Mengutip riset JPMorgan, harga gas masih akan terkoreksi. Sebab pasokan gas diperkirakan berlebih sehingga menekan harga.
Hingga 2030, produksi gas alam diperkirakan tumbuh 2% per tahun menjadi 4.600 miliar kubik ton. Ini akan menghasilkan oversupply 63 miliar kubik ton pada akhir dekade.
Saat harga gas makin murah, maka konversi dari batu bara akan kian marak. Hasilnya, emisi karbon dioksida global bisa berkurang 17%.
Analisis Teknikal
Secara teknikal dengan perspektif harian (daily time frame), batu bara memang cenderung bearish. Terbukti dari Relative Strength Index (RSI) yang sebesar 48,64. RSI di bawah 50 menunjukkan suatu aset berada di zona bearish.
Meski demikian, indikator Stochastic RSI berada di 64,39. Berada di area beli (long), masih ada ruang untuk akumulasi.
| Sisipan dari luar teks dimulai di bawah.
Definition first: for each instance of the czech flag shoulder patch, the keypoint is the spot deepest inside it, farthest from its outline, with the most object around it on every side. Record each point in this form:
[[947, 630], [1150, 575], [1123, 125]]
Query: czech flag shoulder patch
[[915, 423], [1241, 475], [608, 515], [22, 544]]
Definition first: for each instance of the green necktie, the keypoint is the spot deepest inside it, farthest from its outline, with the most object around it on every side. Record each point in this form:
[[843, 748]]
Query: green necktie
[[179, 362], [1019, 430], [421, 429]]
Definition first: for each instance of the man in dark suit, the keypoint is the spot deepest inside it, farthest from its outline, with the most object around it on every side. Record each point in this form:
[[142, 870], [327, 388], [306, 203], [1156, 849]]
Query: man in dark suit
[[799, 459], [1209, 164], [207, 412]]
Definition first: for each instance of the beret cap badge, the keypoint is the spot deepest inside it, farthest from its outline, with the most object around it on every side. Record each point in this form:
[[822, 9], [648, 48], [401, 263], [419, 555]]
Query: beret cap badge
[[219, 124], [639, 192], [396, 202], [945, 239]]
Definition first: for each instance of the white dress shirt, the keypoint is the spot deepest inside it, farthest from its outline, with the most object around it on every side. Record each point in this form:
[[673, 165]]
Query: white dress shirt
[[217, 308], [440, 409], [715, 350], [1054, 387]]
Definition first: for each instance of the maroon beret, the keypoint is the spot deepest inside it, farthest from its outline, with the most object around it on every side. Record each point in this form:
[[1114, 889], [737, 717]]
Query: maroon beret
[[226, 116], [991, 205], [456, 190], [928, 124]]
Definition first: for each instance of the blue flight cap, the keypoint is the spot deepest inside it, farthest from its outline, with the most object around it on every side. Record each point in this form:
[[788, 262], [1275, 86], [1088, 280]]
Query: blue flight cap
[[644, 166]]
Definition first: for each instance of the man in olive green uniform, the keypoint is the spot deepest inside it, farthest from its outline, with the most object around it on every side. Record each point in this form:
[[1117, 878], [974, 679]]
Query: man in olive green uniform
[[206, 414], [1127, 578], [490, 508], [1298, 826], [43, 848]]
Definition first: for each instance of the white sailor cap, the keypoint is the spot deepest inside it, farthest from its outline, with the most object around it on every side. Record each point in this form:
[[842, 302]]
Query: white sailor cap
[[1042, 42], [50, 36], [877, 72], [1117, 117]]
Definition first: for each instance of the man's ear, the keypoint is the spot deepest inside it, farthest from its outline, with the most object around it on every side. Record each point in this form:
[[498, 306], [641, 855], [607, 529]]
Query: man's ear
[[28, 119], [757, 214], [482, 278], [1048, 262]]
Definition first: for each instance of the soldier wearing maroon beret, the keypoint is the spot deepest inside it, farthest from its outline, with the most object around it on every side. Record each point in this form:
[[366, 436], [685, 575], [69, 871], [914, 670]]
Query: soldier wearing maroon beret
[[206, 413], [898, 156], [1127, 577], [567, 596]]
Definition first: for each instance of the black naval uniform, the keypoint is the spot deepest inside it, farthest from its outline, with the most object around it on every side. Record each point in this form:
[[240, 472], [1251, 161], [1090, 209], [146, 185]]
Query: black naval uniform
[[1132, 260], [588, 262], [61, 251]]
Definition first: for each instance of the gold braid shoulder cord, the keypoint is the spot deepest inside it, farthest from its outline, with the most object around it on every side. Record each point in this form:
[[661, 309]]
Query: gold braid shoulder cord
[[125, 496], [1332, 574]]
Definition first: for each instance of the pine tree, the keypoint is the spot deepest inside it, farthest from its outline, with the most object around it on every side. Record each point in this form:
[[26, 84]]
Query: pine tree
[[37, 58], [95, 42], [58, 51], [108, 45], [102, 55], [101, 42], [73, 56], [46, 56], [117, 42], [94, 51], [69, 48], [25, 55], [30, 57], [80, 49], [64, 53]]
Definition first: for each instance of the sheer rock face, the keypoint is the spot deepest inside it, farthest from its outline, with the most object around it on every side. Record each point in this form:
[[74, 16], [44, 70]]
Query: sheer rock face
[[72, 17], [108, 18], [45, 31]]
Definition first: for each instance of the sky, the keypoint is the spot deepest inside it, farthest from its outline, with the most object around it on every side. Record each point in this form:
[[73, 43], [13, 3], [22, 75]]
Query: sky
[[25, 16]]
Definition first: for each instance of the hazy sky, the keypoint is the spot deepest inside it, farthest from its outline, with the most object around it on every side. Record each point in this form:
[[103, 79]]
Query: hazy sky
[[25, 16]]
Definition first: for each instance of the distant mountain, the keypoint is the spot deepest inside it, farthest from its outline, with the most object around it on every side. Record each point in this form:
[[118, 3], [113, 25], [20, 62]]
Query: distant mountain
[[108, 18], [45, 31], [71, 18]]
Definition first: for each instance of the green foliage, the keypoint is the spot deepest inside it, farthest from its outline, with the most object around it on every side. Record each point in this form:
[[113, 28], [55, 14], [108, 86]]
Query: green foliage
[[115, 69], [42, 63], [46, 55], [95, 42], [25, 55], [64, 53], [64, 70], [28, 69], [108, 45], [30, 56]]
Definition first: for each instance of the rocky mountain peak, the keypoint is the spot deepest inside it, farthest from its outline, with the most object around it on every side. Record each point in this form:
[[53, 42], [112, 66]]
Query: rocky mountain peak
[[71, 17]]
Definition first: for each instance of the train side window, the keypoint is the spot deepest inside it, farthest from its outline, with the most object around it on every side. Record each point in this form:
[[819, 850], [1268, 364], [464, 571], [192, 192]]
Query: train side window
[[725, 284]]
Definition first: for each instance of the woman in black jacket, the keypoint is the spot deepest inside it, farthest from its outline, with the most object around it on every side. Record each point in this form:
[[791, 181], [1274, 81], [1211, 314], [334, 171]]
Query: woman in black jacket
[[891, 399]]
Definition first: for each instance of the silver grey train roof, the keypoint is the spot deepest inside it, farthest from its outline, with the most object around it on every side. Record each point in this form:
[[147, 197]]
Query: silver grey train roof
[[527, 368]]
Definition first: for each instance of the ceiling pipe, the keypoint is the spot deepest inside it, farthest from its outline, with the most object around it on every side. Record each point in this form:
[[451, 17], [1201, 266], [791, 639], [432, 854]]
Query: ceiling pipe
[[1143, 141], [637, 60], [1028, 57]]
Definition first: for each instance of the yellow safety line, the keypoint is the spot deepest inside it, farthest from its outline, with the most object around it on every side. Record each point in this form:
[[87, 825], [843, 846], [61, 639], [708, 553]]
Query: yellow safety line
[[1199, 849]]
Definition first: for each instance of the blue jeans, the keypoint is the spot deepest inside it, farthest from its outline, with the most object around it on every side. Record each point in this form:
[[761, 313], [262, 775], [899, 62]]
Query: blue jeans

Namun dalam waktu dekat, harga batu bara masih rentan terpangkas. Target support terdekat ada di US$ 131/ton. Jika tertembus, maka US$ 127/ton boleh menjadi target berikutnya.
Adapun target resisten terdekat adalah US$ 138/ton. Penembusan di titik ini berpotensi membawa harga batu bara menuju US$ 146/ton.